When the COVID-19 pandemic hit, the nonprofit knew their support and services would be more necessary than ever. Although the virus challenged the way the nonprofit operated, they were able to pivot quickly.
“The calls we are getting show just woefully overlooked the inequal distribution of wealth and health care have become,” said Zanders. “The gaps are being exposed and it’s time to address them. We all need some help to navigate life and now is the time to get people the assistance they need.”
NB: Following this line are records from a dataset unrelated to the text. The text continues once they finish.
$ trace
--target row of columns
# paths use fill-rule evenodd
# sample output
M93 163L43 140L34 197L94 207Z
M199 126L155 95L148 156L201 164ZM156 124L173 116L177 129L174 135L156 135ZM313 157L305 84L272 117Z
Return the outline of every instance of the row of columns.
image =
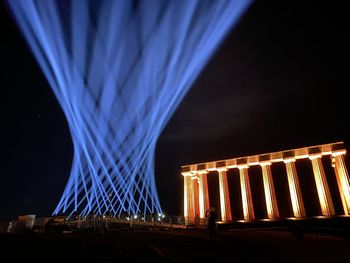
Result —
M313 175L316 183L317 195L323 216L335 214L332 197L329 191L326 175L323 169L321 155L310 156ZM349 175L344 162L344 153L332 154L332 166L335 170L336 180L339 187L344 214L350 213L350 183ZM296 159L283 160L286 165L287 180L294 217L305 217L305 207L302 199L301 188L295 167ZM271 173L271 162L261 162L263 186L266 202L266 214L268 219L278 219L276 193ZM248 165L238 166L242 195L243 218L246 221L255 219ZM219 194L221 220L232 221L230 194L227 182L227 168L218 168ZM202 171L197 176L184 176L184 216L187 222L193 222L196 217L205 219L205 212L210 208L207 172ZM198 216L197 216L198 215Z

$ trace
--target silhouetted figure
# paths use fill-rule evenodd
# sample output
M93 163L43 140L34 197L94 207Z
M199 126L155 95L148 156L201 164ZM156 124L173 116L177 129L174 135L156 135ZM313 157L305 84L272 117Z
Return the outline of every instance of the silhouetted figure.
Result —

Ujamaa Place applied for and received an emergency third round grant from the Greater Twin Cities COVID-19 Response and Recovery Fund to deliver services in new and creative ways, expand current services, and serve vulnerable populations. This third wave of grants, totaling $700,000, was distributed to 52 local nonprofits.
“When we received the United Way relief, it was very timely,” Zanders said. “It felt like a massive showing of love. We were able to take that funding and pivot from being Ujamaa Place to Ujamaa-on-the-Go!”
The organization has been using the emergency grant to step up sanitization and cleaning efforts at their housing properties and offices, acquire PPE (personal protective equipment) and educate residents on proper use, and improve technology so they can offer life skills classes virtually. To provide easy access, Ujamaa staff moved computers from the main computer lab to each residential property. During the state’s shelter-in-place order, they also delivered meals and toiletries to their men.
Zanders said Ujamaa has done a methodical re-open over the past several months, with small, socially-distanced groups allowed in main meeting spaces for employment preparation, music therapy, and mental health appointments.
“It’s been a tremendous adjustment for us to start doing many things remotely,” said Zanders. “Our program was not built for social distancing. What we do best is meet people face-to-face and build a trusting relationship with them — and now we have to change how we do that — but at the end of the day, the same care is still there. We are navigating this pandemic and learning together through a difficult year.”